Мужской голос произнес мое имя.
– Каролина. Каролина.
Я открыла глаза. Виктор сидел рядом со мной и улыбался.
– Просыпайся, соня. Мы приехали.
Я потерла глаза.
– Ого, оказывается, я заснула.
– Ты проспала целый час, – сообщил Виктор.
Мы вышли в город. Виктор поцеловал меня и стал заказывать такси.
– Мне надо заглянуть к себе, положить вещи и переодеться, потом ехать в ресторан. Ты сможешь сама добраться отсюда?
Я вспомнила, что его квартира была в другой стороне города и нам будет неудобно ехать в одном такси.
– Все нормально, – заверила я его.
Колеблясь, он взглянул на часы.
– Мне надо было бы сначала отвезти тебя домой.
Я покачала головой.
– Не надо. Я знаю, что ты хочешь поскорее вернуться в ресторан. Я доеду сама.
– Окей, – согласился он и снова поцеловал меня.
Мимо прошла темноволосая женщина, и меня пронзило ощущение, что я знаю ее каким-то образом, но прежде чем я успела ее разглядеть, она исчезла за углом.
– Сегодня я освобожусь поздно, но позвоню тебе, когда вернусь домой, если ты еще не будешь спать, – сообщил Виктор, когда подъехало его такси.
– Хорошо, – улыбнулась я. – Было бы хорошо.
Он послал мне из окна воздушный поцелуй, и такси унесло его прочь.
– Марго? – крикнула я, зайдя в квартиру и поставив сумку, но ответа не получила.
Я разгрузила сумку, перекусила на кухне и разобралась с почтой, горкой лежавшей в гостиной. Цветы на столике у входной двери завяли, и дюжина лепестков упала на пол.
Я наклонилась, чтобы их убрать, но замерла, внезапно пораженная неожиданной красотой этого, казалось бы, мусора, который убирают с помощью веника и совка. Я схватила блокнот и карандаши и принялась рисовать сцену такой, как видела ее, – этот красивый беспорядок.
– Что ты скажешь? – спросила я в тот день Инес на занятиях в студии. Она надела свои очки в темной оправе и посмотрела на мою картину, над которой я работала в последние дни. Сегодня Инес выглядела особенно привлекательно, а ее волосы были убраны в пучок, похожий на маленький остров. Блузку она сменила на свитер, сандалии на ботинки, а джинсы, всегда деликатно-небрежные, были завернуты чуть выше щиколоток. Для меня она была воплощением женщины, полностью контролирующей свою жизнь. Как бы мне хотелось сказать это и о себе.

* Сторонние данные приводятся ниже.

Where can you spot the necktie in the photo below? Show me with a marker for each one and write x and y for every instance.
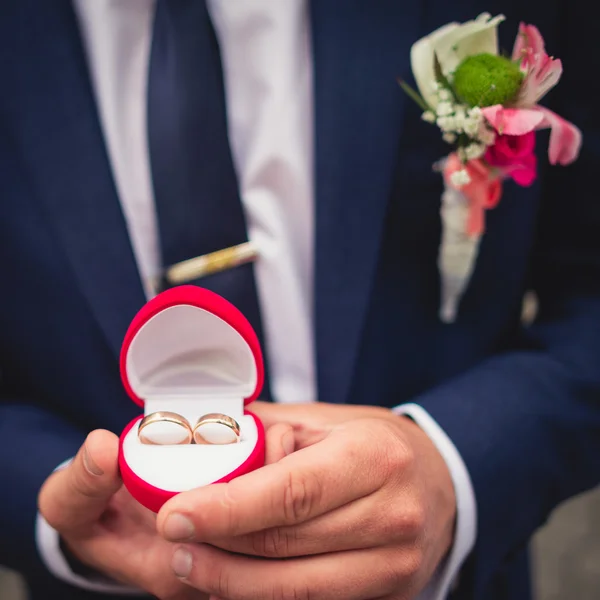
(195, 187)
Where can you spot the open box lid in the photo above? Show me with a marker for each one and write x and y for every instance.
(189, 341)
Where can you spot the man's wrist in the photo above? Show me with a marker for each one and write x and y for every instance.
(466, 508)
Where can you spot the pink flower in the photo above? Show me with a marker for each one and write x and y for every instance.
(483, 190)
(541, 75)
(565, 138)
(514, 156)
(542, 72)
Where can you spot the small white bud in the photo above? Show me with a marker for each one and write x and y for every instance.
(460, 178)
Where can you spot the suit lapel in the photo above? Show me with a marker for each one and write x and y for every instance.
(70, 172)
(360, 48)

– По-моему, это… великолепно, – сказала она, наклонившись ближе, потом шагнула назад для более широкого обзора. – Лотос просто хорош. – Она показала на холст. – Гляди, как ты запечатлела лепестки, какая светотень. Можешь гордиться своей картиной.

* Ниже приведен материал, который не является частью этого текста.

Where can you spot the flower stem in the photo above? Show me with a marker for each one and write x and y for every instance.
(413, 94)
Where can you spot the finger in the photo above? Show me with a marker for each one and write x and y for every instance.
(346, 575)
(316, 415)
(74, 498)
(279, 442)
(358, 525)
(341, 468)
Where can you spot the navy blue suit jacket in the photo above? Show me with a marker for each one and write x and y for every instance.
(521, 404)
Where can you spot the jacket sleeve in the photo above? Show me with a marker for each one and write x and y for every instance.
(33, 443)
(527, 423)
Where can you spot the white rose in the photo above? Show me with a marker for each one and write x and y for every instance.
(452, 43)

Вероятно, я давно не испытывала такой радости от чьей-то похвалы.
– Спасибо.
– Ну как, ты будешь участвовать в арт-шоу? Теперь, с этим лотосом, у тебя уже есть три картины. За оставшееся время ты напишешь и новые.
– Не знаю, – ответила я, пряча глаза.
– Пожалуйста, – настаивала Инес. – Думаю, тебе это пойдет на пользу.
– Она будет гламурной? Мне придется что-то говорить?
– В Париже все гламурное, – усмехнулась она, – но говорить тебе не придется. Подыщешь себе платье, и все.
– Разве не нужно быть настоящим художником для участия в арт-шоу?
– Но ведь ты настоящая художница, – возразила Инес. – И я думаю, что с прирожденным талантом. – Она сняла очки. – Нам, женщинам, важно быть личностью и иметь свою историю.
– Для меня это легче сказать, чем сделать, – вздохнула я.
– Я знаю, – продолжала она, зная о моем несчастном случае и потере памяти. – Но когда ты получаешь фрагментики и обрывки информации о себе, как вот эту картину, ты должна им радоваться.